On le sait, la bande dessinée et la publicité sont étroitement liées. On ne compte plus les auteurs qui, venus de la publicité, ont fait évoluer le neuvième art (Vance par exemple), ceux qui ont profité de la manne publicitaire pour approfondir leur travail en BD (Trondheim, Chaland, etc.), ceux que la publicité a contacté pour leurs personnages renommés, ou les auteurs qui ont définitivement quitté la BD pour la pub.
Cette monographie centrée sur la marque Malabar permet d’étudier en détail ces relations, mais aussi de comprendre comment la publicité a permis à de jeunes (ou moins jeunes auteurs) d’améliorer leur technique graphique avant de percer. En effet, depuis leur création, les vignettes contenues dans les emballages entourant les chewing-gums Malabar ont fait l’objet d’un travail attentif de la part des publicitaires soucieux de fidéliser leur jeune clientèle. C’était le cas des albums spéciaux et histoires complètes qui faisaient évoluer le héros à la bulle rose.
Après les décalcomanies, les créatifs s’investissent dans la bande dessinée en 1977, en faisant appel à Maurice Rosy, homme à idées du Journal de Spirou récemment débarqué à Paris pour y accomplir pleinement sa carrière d’illustrateur. Après lui, beaucoup d’artistes continueront à animer l’amusant Malabar, entre autres grâce à Alain Lachartre, l’un des directeurs artistiques les plus en vue du monde publicitaire parisien, auteur d’un ouvrage de référence, Objectif Pub - La bande dessinée et la publicité (Robert Laffont / Magic-Strip, 1984) qui s’était attaché certains des plus grands noms du 9e art. La succession d’auteurs qui ont travaillé avec Malabar, est effectivement impressionnante : Albert Uderzo, Chaland, Régis Loisel, Maurice Rosy, Mic Delinx, François Avril, François Dimberton, Jean-Claude Poirier, Yannick, Olivier Taffin, Brice Goepfert et Frank Margerin parmi tant d’autres.
« Pour les grandes illustrations "Que va faire Malabar", se souvient François Avril, J’étais inspiré par Chaland bien sûr, mais aussi par Ever Meulen et Mariscal. […] Lorsque je réalisais ces dessins au pinceau, je pensais évidemment [aux personnages de] Chaland : la jeune fille ressemblait à Dina, l’héroïne et amie de Freddy Lombard, et la cour de récréation est celle du Jeune Albert. C’est véritablement de la "ligne claire". »

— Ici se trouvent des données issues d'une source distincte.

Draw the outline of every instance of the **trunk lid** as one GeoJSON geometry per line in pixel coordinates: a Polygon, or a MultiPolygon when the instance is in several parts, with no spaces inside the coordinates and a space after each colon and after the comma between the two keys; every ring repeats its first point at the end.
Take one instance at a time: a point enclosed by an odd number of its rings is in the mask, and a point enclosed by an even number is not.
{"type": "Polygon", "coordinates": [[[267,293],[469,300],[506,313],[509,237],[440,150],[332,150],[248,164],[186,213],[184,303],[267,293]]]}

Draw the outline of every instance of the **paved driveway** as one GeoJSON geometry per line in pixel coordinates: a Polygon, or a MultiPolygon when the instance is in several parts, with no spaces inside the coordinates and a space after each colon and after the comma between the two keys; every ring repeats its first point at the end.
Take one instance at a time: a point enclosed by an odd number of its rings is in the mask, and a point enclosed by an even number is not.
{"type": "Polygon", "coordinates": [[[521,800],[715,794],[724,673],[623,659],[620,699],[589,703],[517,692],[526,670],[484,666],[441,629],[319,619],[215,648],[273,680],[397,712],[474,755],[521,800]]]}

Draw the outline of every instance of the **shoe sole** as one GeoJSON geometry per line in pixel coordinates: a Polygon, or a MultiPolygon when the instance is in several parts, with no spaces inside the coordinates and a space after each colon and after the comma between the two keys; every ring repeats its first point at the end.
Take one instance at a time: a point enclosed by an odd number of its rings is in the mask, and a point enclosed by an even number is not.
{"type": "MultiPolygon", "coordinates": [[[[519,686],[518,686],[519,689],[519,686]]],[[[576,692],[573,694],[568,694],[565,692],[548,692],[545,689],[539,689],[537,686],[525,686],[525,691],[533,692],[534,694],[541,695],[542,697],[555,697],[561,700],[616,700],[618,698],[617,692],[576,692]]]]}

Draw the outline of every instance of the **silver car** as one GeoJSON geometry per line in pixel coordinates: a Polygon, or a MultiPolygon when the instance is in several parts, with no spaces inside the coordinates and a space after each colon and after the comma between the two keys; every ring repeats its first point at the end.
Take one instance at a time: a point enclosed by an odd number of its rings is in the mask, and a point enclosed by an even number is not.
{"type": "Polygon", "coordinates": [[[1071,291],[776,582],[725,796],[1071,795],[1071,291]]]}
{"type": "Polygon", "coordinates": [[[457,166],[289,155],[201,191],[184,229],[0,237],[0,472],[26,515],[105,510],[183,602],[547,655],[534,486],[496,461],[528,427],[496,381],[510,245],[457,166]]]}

Baignées de nostalgie mais aussi témoins de l’histoire commune que partagent donc l’illustration et la publicité, ces rares bandes dessinées sont aujourd’hui réunies en un ouvrage de plus de 300 pages. Agrémentée de croquis et d’inédits, cette monographie est avant tout très ludique. Alain Lachartre, ancien directeur artistique de la marque mais aussi amateur éclairé de dessin, a soigneusement retrouvé tous les dessins, vignettes, albums et inédits, afin de les regrouper chronologiquement, que les auteurs soient devenus de grands maîtres, ou que ces dessins soient l’œuvre d’illustres inconnus.
Cette Histoire de Bulles plaira donc aux nostalgiques du chewing-gum, mais surtout aux amateurs de bande dessinée, de beau dessin et d’histoire de la communication publicitaire.